Vanderplas’s thesis is that scientific research is increasingly about the analytics of big data, and that “the skills required to be a successful scientific researcher are increasingly indistinguishable from the skills required to be successful in industry.” Moreover, “The unfortunate result is that some of the most promising upcoming researchers are finding no place for themselves in the academic community, while the for-profit world of industry stands by with deep pockets and open arms.”
Vanderplas proffers that “in a wide array of academic fields, the ability to effectively process data is superseding more classical modes of research.” The challenge for students working on their PhDs, accordingly, is to become computationally competent, just as the challenge for academia is to accommodate new-age analytics. To do so, academia must change its reward structure.
The author proposes modifications to the academic career model consistent with the enhanced focus on big data and computation. He starts with an obsession on reproducibility whose point of departure is open, documented code. He then proposes changes to traditional tenure track evaluation criteria to include the development of cross-disciplinary scientific software tools. Vanderplas finally promotes an increase in post-doctoral fellowship pay, so that newly-minted PhDs are not easy prey for a business world increasingly turning to data science.

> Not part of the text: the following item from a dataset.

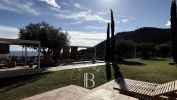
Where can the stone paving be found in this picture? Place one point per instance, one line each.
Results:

My take is that Vanderplas is spot on about the increasing use of big data sets and sophisticated computation in university research. It’s certainly true in the social sciences, my old stomping ground. Gary King, Professor of Government and Director of the Institute for Quantitative Social Science at Harvard, is comfortable tagging much of the institute’s current work as data science. And a group of prestigious academics has christened the term “computational social science” to connote the evolving big data methodology in their discipline. Not to mention the physical sciences, which are well ahead of their social science brethren in computation and big data analytics.
Inquidia’s 2013 college recruiting provides additional affirmation of the accelerating academic emphasis on big data and computation, much to our delight. Just four years ago, I voiced my frustration with the absence of computational skills in many of the students I met, even those with strong math and engineering backgrounds. I’d gladly trade a third year of mathematical analysis, I then mused, for semester courses in programming and numerical methods.
This year, however, almost everyone I spoke with had at least some programming and computation background, be it university or self-taught. And analytics was high on everyone’s ideal job description list, even those majoring in theoretical math, the physical sciences and engineering.
In addition, I interviewed several science PhD candidates who, confirming Vanderplas’s observations, developed computational skills doing research for their dissertations. These students became enamored with data and analytics, deciding to pursue data science work in the business world as a trade up from low-wage post-doc positions. Academia’s loss is the business world’s gain!
Not all are happy with the big data/computation direction of scientific research. Some traditionalists scoff at the “haphazard” data mining that’s seemingly supplanting the rigorous, top-down scientific method, in many cases replacing traditional statistical methods with “mindless” machine learning algorithms. Science is to be top-down and hypothesis-driven, not bottom-up mining.
I don’t buy it. Yes, the new methods often consist of big data set exploration. But with a solid collection design and rigorous cross-validation or train/tune/test data partitioning, the problems of overfitting models and making non-reproducible causal claims can be minimized. The “exploratory” findings can be subjected to more rigorous experimental or quasi-experimental testing in subsequent research. Today’s bottom-up is the foundation for tomorrow’s top-down.